What is most interesting is that all preceding sections require a showing of “intent” in one form or other. For example, Sections (a) and (b) use the word “intent”, while Sections (d) and (e) use the words “willful”, all clearly requiring that specific intent of the accused be shown. Section (c) uses the phrase “knowing or having reason to believe”, again, which connotes to me, at least, a requirement of intent based on prior knowledge.
Section (f) is the only one in the entire group of sections which uses the words “gross negligence”, which is as clear as evidence can be of an intent to write an entirely different standard into that particular section of the law.

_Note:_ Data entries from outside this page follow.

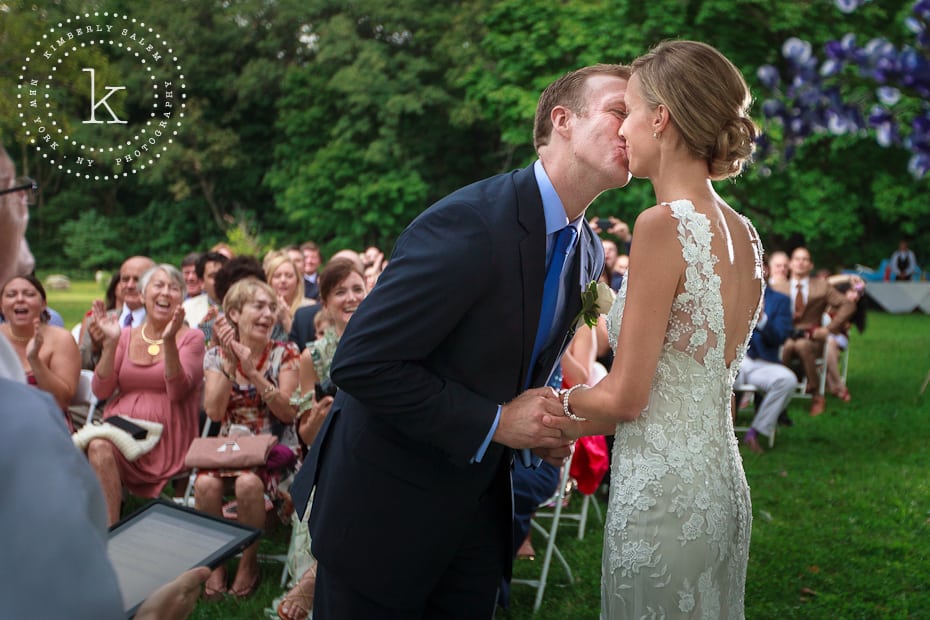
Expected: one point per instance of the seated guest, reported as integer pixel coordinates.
(113, 298)
(193, 284)
(342, 289)
(202, 307)
(810, 298)
(903, 263)
(16, 194)
(762, 367)
(157, 367)
(48, 354)
(778, 268)
(284, 276)
(313, 259)
(232, 271)
(854, 288)
(131, 314)
(249, 381)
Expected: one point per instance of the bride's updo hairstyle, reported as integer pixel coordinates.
(708, 101)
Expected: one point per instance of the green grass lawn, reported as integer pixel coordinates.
(841, 504)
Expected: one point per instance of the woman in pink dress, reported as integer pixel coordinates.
(153, 372)
(48, 354)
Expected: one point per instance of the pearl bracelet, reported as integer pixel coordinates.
(565, 408)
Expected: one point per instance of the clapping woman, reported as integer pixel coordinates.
(285, 278)
(155, 371)
(342, 289)
(49, 356)
(249, 380)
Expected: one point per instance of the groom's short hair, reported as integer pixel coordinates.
(569, 91)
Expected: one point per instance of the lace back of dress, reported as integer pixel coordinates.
(696, 322)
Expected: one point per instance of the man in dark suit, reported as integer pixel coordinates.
(810, 299)
(762, 367)
(412, 512)
(302, 330)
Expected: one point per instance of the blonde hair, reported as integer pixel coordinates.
(707, 99)
(243, 291)
(271, 264)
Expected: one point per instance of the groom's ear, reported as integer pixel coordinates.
(561, 118)
(661, 120)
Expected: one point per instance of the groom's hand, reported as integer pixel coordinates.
(555, 456)
(521, 424)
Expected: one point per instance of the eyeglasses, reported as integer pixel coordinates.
(24, 184)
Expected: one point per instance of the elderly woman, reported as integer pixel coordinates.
(342, 289)
(155, 371)
(249, 380)
(285, 278)
(48, 354)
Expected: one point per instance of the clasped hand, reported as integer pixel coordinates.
(531, 421)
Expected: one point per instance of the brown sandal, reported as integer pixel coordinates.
(215, 594)
(299, 601)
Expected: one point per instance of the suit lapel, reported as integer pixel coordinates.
(584, 268)
(532, 260)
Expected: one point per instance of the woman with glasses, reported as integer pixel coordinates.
(16, 194)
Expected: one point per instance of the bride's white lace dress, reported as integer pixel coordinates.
(676, 542)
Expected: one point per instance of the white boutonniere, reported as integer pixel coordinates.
(596, 299)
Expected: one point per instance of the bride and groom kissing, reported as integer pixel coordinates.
(439, 372)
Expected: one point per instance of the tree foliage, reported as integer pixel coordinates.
(340, 121)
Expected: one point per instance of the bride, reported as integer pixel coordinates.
(677, 535)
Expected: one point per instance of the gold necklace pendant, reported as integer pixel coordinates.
(154, 347)
(18, 338)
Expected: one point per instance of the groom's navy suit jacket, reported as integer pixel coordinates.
(443, 339)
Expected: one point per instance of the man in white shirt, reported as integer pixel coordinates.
(197, 308)
(132, 313)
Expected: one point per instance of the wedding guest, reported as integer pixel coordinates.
(903, 263)
(224, 249)
(203, 308)
(778, 268)
(157, 368)
(284, 276)
(249, 381)
(313, 259)
(810, 298)
(342, 289)
(232, 271)
(853, 287)
(16, 194)
(48, 354)
(762, 367)
(193, 284)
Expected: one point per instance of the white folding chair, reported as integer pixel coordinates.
(739, 390)
(582, 515)
(550, 535)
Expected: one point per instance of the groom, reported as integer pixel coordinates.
(412, 512)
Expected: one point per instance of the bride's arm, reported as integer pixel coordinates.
(656, 267)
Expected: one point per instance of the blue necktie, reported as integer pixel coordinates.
(562, 248)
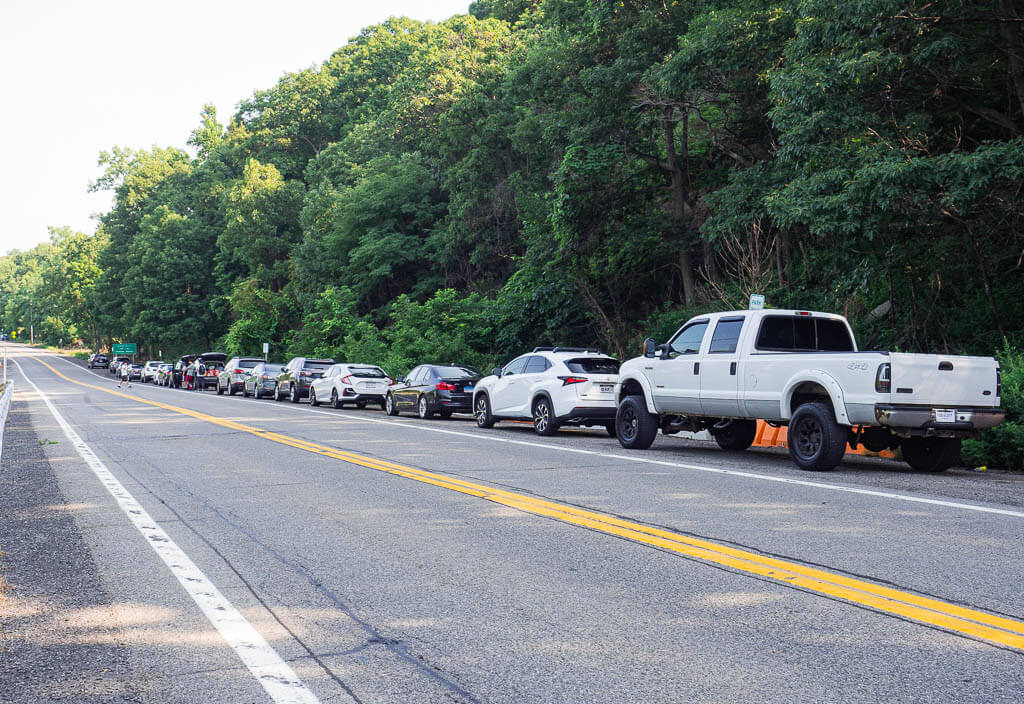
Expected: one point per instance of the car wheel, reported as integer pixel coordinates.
(816, 441)
(930, 454)
(544, 418)
(735, 435)
(635, 427)
(481, 409)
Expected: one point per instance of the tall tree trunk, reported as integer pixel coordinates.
(680, 206)
(1010, 28)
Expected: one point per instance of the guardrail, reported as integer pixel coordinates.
(6, 390)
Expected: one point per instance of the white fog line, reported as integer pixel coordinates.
(662, 463)
(276, 676)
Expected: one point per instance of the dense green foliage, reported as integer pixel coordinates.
(576, 171)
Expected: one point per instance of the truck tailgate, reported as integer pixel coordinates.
(943, 380)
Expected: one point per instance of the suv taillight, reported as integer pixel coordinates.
(883, 379)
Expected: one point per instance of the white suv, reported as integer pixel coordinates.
(553, 387)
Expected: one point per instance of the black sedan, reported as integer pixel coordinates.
(430, 389)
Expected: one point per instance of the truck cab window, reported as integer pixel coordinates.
(688, 341)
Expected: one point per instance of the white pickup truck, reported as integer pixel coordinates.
(721, 371)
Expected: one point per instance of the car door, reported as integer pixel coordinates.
(720, 370)
(506, 390)
(677, 375)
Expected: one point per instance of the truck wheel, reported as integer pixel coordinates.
(635, 427)
(930, 454)
(816, 442)
(544, 418)
(736, 435)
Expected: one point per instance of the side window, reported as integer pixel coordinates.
(688, 341)
(537, 364)
(515, 366)
(726, 336)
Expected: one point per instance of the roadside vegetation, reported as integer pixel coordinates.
(572, 172)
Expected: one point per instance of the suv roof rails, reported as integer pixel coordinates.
(577, 349)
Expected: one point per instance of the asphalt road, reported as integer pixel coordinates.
(394, 560)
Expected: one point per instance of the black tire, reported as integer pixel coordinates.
(931, 454)
(635, 427)
(544, 418)
(481, 410)
(816, 442)
(736, 436)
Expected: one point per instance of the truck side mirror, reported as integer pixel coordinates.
(648, 347)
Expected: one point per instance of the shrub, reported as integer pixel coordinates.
(1003, 446)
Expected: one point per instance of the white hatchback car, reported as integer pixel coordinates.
(553, 387)
(357, 384)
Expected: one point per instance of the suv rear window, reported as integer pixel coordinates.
(804, 334)
(593, 365)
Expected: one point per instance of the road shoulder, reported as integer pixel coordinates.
(53, 599)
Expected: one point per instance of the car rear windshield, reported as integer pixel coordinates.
(457, 372)
(593, 365)
(804, 334)
(367, 371)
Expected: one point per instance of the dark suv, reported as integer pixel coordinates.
(298, 375)
(233, 377)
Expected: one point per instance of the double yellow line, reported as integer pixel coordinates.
(997, 629)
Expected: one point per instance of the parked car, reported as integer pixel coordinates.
(164, 375)
(236, 370)
(150, 370)
(210, 365)
(263, 380)
(298, 375)
(552, 386)
(116, 362)
(357, 384)
(430, 389)
(722, 371)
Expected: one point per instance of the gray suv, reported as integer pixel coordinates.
(299, 374)
(232, 379)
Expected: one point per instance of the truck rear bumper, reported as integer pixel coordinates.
(933, 419)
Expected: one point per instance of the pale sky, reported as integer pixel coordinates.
(80, 77)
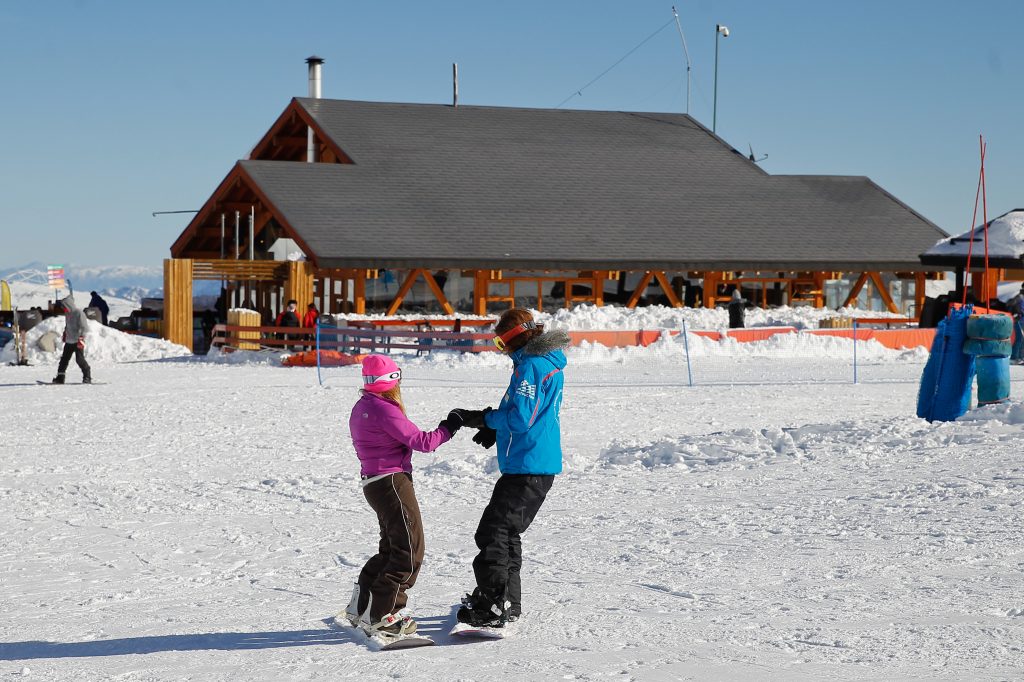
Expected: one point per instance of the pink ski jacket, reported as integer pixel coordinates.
(385, 438)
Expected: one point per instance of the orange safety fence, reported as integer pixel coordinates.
(758, 333)
(890, 338)
(327, 358)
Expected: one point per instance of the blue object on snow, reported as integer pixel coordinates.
(945, 384)
(993, 380)
(989, 327)
(987, 347)
(990, 343)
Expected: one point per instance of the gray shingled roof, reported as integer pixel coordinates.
(520, 188)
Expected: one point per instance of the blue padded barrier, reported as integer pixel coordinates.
(945, 383)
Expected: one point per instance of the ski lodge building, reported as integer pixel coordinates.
(347, 202)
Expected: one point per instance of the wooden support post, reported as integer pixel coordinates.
(883, 292)
(429, 276)
(359, 293)
(480, 285)
(638, 292)
(711, 281)
(299, 286)
(920, 286)
(855, 290)
(402, 291)
(177, 301)
(664, 281)
(598, 291)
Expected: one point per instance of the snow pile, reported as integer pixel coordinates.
(104, 345)
(659, 316)
(268, 357)
(26, 295)
(675, 348)
(740, 449)
(610, 317)
(879, 439)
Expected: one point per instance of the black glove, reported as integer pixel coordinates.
(454, 421)
(471, 418)
(485, 437)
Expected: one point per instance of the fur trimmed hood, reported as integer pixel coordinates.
(556, 339)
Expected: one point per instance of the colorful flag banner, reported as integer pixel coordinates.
(54, 273)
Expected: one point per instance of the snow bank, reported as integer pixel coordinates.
(741, 449)
(590, 317)
(105, 345)
(794, 345)
(1005, 413)
(877, 440)
(268, 357)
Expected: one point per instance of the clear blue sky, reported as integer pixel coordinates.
(113, 110)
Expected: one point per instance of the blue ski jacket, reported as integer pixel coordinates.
(526, 422)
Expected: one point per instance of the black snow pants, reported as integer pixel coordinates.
(514, 503)
(393, 569)
(73, 349)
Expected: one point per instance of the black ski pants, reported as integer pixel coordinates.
(73, 349)
(392, 570)
(514, 503)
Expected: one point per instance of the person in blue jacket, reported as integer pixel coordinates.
(525, 429)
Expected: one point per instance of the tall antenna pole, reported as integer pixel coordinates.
(455, 84)
(686, 52)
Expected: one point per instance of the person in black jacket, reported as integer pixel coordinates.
(290, 317)
(736, 310)
(97, 302)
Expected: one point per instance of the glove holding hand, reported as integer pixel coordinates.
(454, 421)
(471, 418)
(485, 437)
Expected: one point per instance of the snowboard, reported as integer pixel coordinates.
(380, 642)
(71, 383)
(471, 632)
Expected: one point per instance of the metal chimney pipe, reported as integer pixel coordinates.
(315, 64)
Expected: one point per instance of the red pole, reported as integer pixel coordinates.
(984, 215)
(974, 218)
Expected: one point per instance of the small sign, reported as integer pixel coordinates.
(54, 274)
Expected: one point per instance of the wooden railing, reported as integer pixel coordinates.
(348, 339)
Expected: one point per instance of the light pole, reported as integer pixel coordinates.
(686, 53)
(724, 32)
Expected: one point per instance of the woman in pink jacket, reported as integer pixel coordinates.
(384, 440)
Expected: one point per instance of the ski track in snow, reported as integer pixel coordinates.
(194, 519)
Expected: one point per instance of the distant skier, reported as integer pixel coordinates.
(312, 314)
(384, 439)
(289, 317)
(525, 427)
(1016, 307)
(76, 330)
(97, 302)
(736, 310)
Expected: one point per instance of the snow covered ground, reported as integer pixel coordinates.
(198, 518)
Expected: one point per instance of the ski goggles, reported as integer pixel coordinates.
(501, 341)
(394, 376)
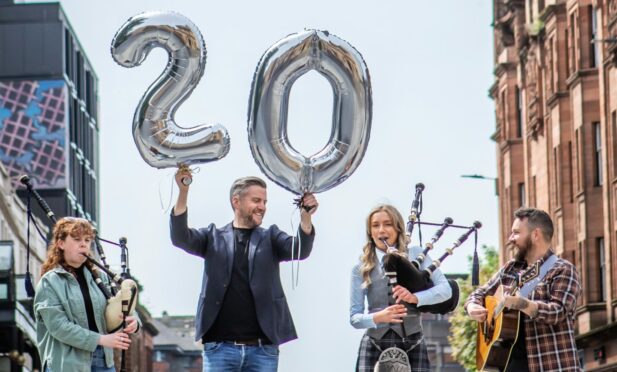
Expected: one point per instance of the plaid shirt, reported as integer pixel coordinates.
(550, 335)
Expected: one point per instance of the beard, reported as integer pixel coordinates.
(250, 218)
(520, 251)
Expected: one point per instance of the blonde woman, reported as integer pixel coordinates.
(382, 321)
(70, 309)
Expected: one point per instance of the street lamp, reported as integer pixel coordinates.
(481, 177)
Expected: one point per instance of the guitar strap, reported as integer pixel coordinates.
(530, 285)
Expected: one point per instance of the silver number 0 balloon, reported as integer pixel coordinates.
(160, 141)
(278, 69)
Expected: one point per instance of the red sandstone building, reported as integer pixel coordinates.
(555, 96)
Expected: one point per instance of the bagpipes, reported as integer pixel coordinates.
(120, 292)
(411, 275)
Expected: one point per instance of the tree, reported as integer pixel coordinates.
(463, 330)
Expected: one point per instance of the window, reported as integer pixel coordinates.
(593, 31)
(557, 175)
(519, 113)
(614, 126)
(577, 160)
(580, 264)
(597, 153)
(602, 271)
(521, 194)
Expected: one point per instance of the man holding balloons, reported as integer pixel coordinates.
(242, 315)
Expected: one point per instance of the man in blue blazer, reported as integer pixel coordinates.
(242, 315)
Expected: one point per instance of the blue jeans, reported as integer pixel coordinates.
(98, 362)
(227, 357)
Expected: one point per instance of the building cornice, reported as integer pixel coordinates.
(578, 75)
(596, 335)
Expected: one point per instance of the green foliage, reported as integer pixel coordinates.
(463, 330)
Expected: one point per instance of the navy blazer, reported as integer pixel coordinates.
(267, 248)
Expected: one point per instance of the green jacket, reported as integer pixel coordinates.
(64, 340)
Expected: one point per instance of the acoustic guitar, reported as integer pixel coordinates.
(497, 334)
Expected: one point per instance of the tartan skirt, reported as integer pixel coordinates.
(413, 345)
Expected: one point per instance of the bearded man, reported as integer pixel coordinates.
(242, 313)
(546, 331)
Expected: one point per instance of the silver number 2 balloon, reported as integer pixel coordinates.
(284, 62)
(160, 141)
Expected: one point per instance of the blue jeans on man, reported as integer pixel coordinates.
(232, 357)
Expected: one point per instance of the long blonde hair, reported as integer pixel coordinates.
(76, 228)
(367, 259)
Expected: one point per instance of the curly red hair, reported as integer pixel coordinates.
(76, 228)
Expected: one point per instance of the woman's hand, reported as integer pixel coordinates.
(391, 314)
(118, 340)
(131, 324)
(401, 293)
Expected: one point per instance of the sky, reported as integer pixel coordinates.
(431, 68)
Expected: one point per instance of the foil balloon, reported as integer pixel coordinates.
(160, 141)
(280, 66)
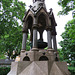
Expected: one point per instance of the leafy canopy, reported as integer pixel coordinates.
(11, 14)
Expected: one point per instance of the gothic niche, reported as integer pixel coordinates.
(43, 58)
(26, 58)
(41, 28)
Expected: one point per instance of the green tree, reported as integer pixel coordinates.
(68, 43)
(11, 14)
(67, 6)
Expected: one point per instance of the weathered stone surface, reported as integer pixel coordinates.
(39, 68)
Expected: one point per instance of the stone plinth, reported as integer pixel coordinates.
(38, 68)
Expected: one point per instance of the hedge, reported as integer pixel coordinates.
(4, 70)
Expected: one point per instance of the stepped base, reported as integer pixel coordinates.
(39, 68)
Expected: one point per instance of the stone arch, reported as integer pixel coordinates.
(42, 22)
(29, 23)
(43, 58)
(26, 58)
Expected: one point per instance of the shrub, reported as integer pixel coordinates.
(4, 70)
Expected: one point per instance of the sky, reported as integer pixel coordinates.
(60, 20)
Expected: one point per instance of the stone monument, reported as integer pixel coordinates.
(39, 61)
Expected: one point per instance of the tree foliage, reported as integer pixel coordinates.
(11, 14)
(68, 43)
(67, 6)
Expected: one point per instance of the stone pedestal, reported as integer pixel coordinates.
(39, 68)
(38, 63)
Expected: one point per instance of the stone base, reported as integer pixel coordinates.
(39, 68)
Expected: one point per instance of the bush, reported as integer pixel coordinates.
(4, 70)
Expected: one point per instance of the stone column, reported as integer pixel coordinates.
(34, 34)
(54, 42)
(25, 31)
(24, 41)
(34, 38)
(49, 39)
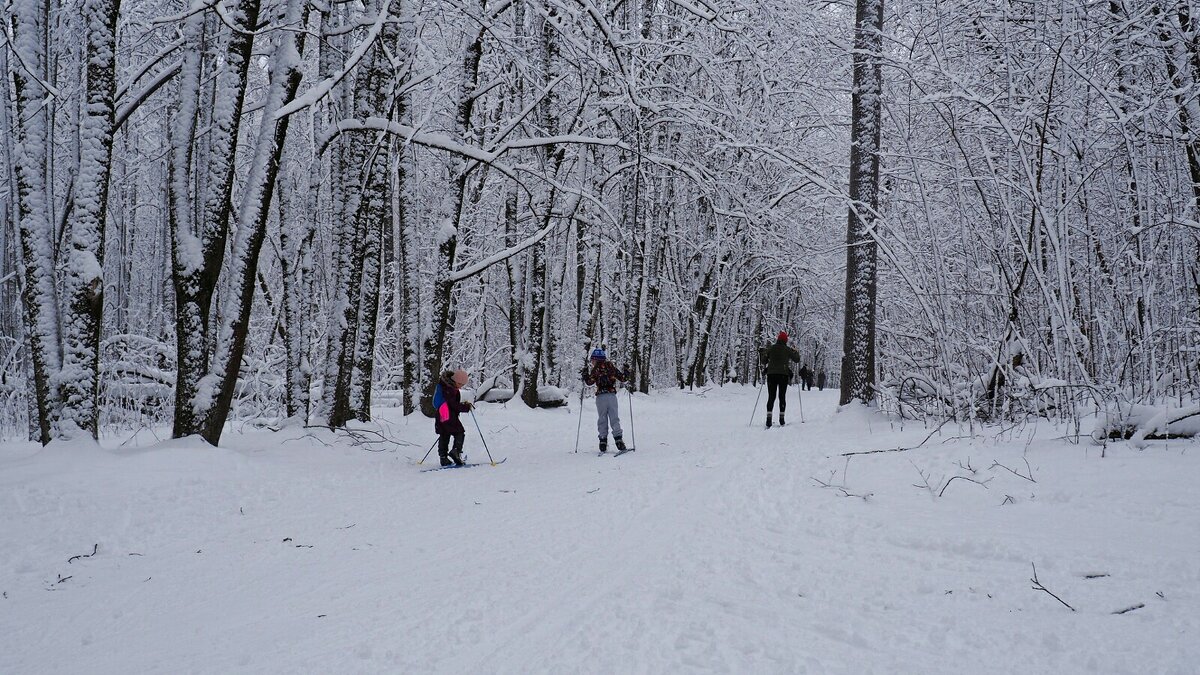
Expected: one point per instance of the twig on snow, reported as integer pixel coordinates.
(75, 557)
(953, 478)
(1038, 586)
(1017, 473)
(1128, 609)
(899, 449)
(841, 489)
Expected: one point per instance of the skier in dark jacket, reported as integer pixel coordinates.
(605, 377)
(777, 358)
(805, 377)
(447, 424)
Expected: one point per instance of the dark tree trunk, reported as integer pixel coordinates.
(858, 346)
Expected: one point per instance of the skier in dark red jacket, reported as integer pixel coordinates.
(605, 376)
(448, 425)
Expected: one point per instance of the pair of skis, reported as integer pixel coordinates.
(468, 465)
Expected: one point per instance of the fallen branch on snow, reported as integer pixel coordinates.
(75, 557)
(1038, 586)
(899, 449)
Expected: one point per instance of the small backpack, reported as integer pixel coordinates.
(439, 404)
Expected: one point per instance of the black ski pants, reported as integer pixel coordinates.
(444, 444)
(777, 384)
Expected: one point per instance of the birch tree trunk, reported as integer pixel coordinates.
(36, 227)
(84, 281)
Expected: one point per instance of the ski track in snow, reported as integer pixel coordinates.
(711, 549)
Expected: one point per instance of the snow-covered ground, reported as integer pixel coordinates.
(712, 548)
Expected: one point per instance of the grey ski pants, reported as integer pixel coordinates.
(606, 416)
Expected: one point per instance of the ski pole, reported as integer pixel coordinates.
(427, 452)
(633, 436)
(579, 426)
(755, 411)
(481, 436)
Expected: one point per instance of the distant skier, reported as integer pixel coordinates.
(448, 404)
(777, 358)
(605, 377)
(805, 378)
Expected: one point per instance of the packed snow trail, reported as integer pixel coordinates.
(712, 548)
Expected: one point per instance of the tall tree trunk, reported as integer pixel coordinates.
(36, 226)
(198, 248)
(84, 281)
(858, 340)
(453, 213)
(253, 214)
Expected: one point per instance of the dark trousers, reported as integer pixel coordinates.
(444, 444)
(777, 384)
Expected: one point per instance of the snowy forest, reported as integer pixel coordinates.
(250, 248)
(268, 209)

Mr. Comey has enjoyed the reputation of being an outstanding lawyer and prosecutor before he became Director of the FBI. That he could stand there today and make the statements he made, directly in the teeth of the evidence he had just outlined, is almost embarrassingly corrupt and his (?) action today will leave a permanent stain on the Rule of Law in America and will soil its legitimacy for a very long time to come.
This is, to put it as mildly as I can without the use of much stronger language, a very sad day for America.